A Lei de Anistia, promulgada em 1979, tem defensores que argumentam que sua adoção foi vital para a pacificação nacional e para o retorno à democracia. Eles afirmam que a lei perdoou ações de ambos os lados – tanto de agentes do regime militar quanto de opositores que também cometeram crimes. Entretanto, essa lei exclui os militantes que já foram condenados por crimes de terrorismo e outros delitos graves.
Além do filme, outros fatores contemporâneos, como os eventos de 8 de janeiro de 2023, onde bolsonaristas invadiram as sedes do Três Poderes em protesto, também são considerados por juristas como catalisadores para a atualização dessa discussão. Uma série de condenações severas por essas ações exacerbou o debate sobre questões de justiça e impunidade relacionadas a crimes do passado.
José Carlos Moreira Filho, professor de Direito, ressaltou que os recentes eventos e o crescente interesse popular no filme criaram um ambiente propício para o reexame de casos arquivados durante tanto tempo. Marlon Alberto Weichert, procurador da República, acrescentou que o longa-metragem trouxe à tona uma nova onda de discussões sobre o tema, evidenciando que a crise democrática atual reforça a necessidade de abordar as questões não resolvidas dos crimes da ditadura.

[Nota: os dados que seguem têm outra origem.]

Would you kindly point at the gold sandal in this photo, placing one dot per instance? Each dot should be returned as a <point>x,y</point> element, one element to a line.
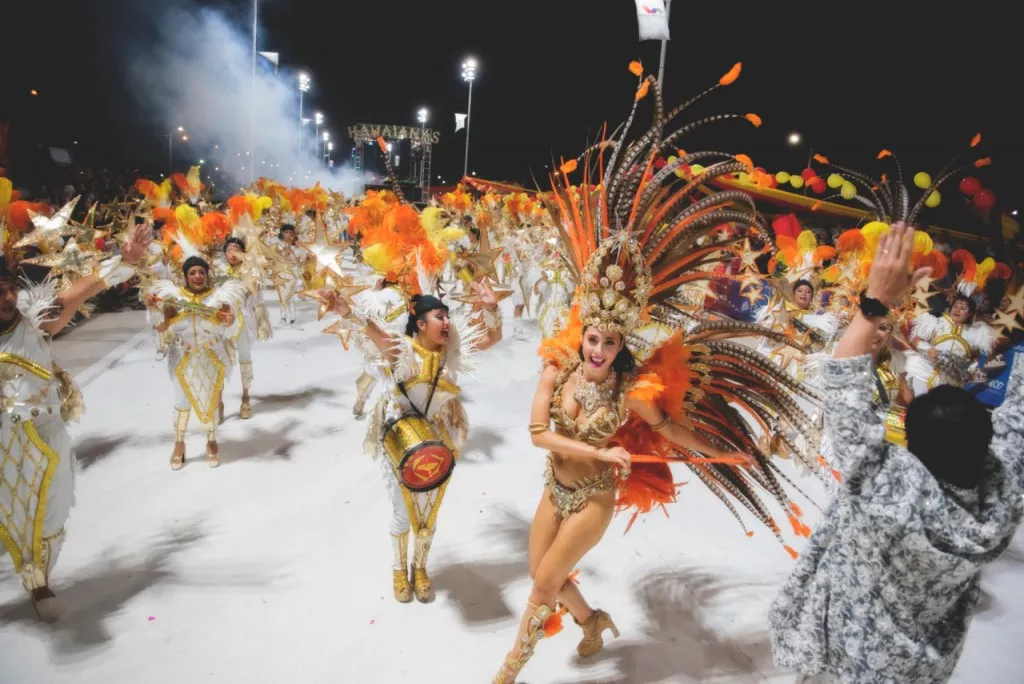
<point>593,628</point>
<point>178,460</point>
<point>212,457</point>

Atualmente, há mais de cinquenta casos congelados pela Lei da Anistia que poderiam ser profundamente afetados por uma possível revisão do STF. Muitos dos acusados, no entanto, possivelmente já faleceram, o que poderá levar ao arquivamento definitivo de alguns processos.
Os recursos que estão sendo analisados sustentam que a Constituição e tratados internacionais firmados pelo Brasil não permitem a anistia de crimes graves contra os direitos humanos perpetuados por agentes estatais. Um dos argumentos centrais é que a anistia não deveria abranger crimes contínuos, como os desaparecimentos, caso de Rubens Paiva.
Na última sexta-feira (14/02), o STF começou a deliberação em plenário virtual sobre três recursos coletivos. Além do caso de Paiva, estão em análise processos relacionados às mortes de Mário Alves de Souza Vieira e Helber José Gomes Goulart, ambos também ligados à repressão militar. Até o momento, quatro ministros do STF se manifestaram a favor da repercussão geral desses casos.
Outro julgamento relevante sobre a Lei da Anistia foi iniciado em 7 de fevereiro e concluiu-se também recentemente. Esse caso objetiva permitir a ação criminal contra responsáveis pelo desaparecimento de guerrilheiros no período da ditadura, com dez ministros já se posicionando favoravelmente à repercussão geral de um recurso acerca desse tema.
Ainda não houve uma avaliação sobre o mérito da questão, mas as ações que pertencerão à disputa poderão ser julgadas em conjunto com uma Arguição de Descumprimento de Preceito Fundamental (ADPF), proposta pelo PSOL em 2014 que questiona de maneira mais ampla a própria Lei da Anistia.
Por fim, a discussão ainda deve evoluir, sendo que o STF tentará alinhar a legislação nacional com a visão da Corte Interamericana de Direitos Humanos, que tem identificado a Lei da Anistia como um entrave para a busca de justiça por crimes históricos.
As opiniões divergem, e o advogado dos acusados de Rubens Paiva, Rodrigo Roca, critica a ideia de tratar os atos da ditadura como crimes contra a humanidade, argumentando que tais atos não se enquadrariam nas definições legais adequadas. Para ele, essa reavaliação serve apenas a interesses políticos.
O futuro da interação entre o sistema de Justiça brasileiro e a história da ditadura militar é incerto, mas os recentes acontecimentos e o impacto de obras artísticas como Ainda Estou Aqui sugerem que o debate está longe de ser encerrado.